The deblurring of fast-moving objects is a longstanding challenge in photography and image processing. Although we have witnessed rapid progress in general image deblurring, most approaches require computational power beyond that of mobile phones and are unable to process high-resolution images with local motion.
In the new paper Face Deblurring Using Dual Camera Fusion on Mobile Phones, a Google team proposes Face Unblur, a novel system that uses a dual camera fusion technique to achieve reliable and robust face deblurring on mobile phones across diverse motion and lighting conditions.
The proposed system runs on Google Pixel 6 smartphones and addresses motion deblurring with the following goals:
- Reliably produce high-quality, high-resolution (2.3MP), realistic-looking, and artifact-free deblur results on moving subjects in the wild. We handle any form of face motion in the real world, where the motion blur size can reach hundreds of pixels.
- Require no additional user inputs other than pressing the shutter button. The system detects motion blur, identifies the blurry areas, and applies deblurring automatically.
- Run on mobile phone at interactive rate.

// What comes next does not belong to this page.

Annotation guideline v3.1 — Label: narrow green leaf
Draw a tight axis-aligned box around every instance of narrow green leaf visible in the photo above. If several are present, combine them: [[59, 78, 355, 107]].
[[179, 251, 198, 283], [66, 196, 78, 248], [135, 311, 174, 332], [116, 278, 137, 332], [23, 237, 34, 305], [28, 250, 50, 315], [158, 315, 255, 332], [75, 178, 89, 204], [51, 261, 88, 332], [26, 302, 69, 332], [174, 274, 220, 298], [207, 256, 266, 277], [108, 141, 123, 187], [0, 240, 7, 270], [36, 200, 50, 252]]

In other words, users see the result immediately after the photo is taken.
- Operate within the power, memory, and computation budget provided by the SoC on Google Pixel 6.
- Support zero-shutter lag capture for motion subject. The deblurring is applied to the moment that the user intends to capture, not nearby frames.
The team’s technique focuses on the face in a captured image. It leverages the dual camera system available on modern premium phones and combines optical flow for alignment, a residual UNet for image fusion, and training on synthetic data to generate images with higher quality and resolution than state-of-the-art deblurring methods.
While some mobile phone cameras can sense movement in a subject and automatically increase shutter speed to reduce blurring, a faster shutter speed increases the noise in the captured image. The proposed approach exploits the dual camera setup on mobile phones, which typically includes both a wide-angle (W) main camera and a secondary ultrawide-angle (UW) camera. When users photograph a moving object with the W camera, the Face Unblur system also captures a synchronized reference image through the UW camera at a faster shuttle speed. The W image is thus low-noise but blurry, while the UW image is sharp but noisy.
With the W and UW raw bursts at hand, a trained deep convolutional neural network (CNN) aligns and fuses the W and UW captures to generate a clean and sharp linear image of the face region. The fused linear RAW is then fed to an image processing pipeline to output the final result.
The researchers also propose an adaptive stream system that dynamically enables or disables the UW sensor based on real-time motion analysis to reduce the computation burden. As such, the system can improve the generated image quality without increasing power or memory requirements.
The team evaluated Face Unblur performance on 1783 portrait images exhibiting motions under daily tasks such as jumping, walking and exercising. The results show the system outperforms state-of-the-art methods in single-image, multi-frame, face-specific, and video-based settings, and can generate more pleasing images than other systems.
The researchers believe theirs is the first mobile solution for effective face motion deblurring and hope their work will encourage further research on reference-based image deblurring.
The paper Face Deblurring Using Dual Camera Fusion on Mobile Phones is on arXiv.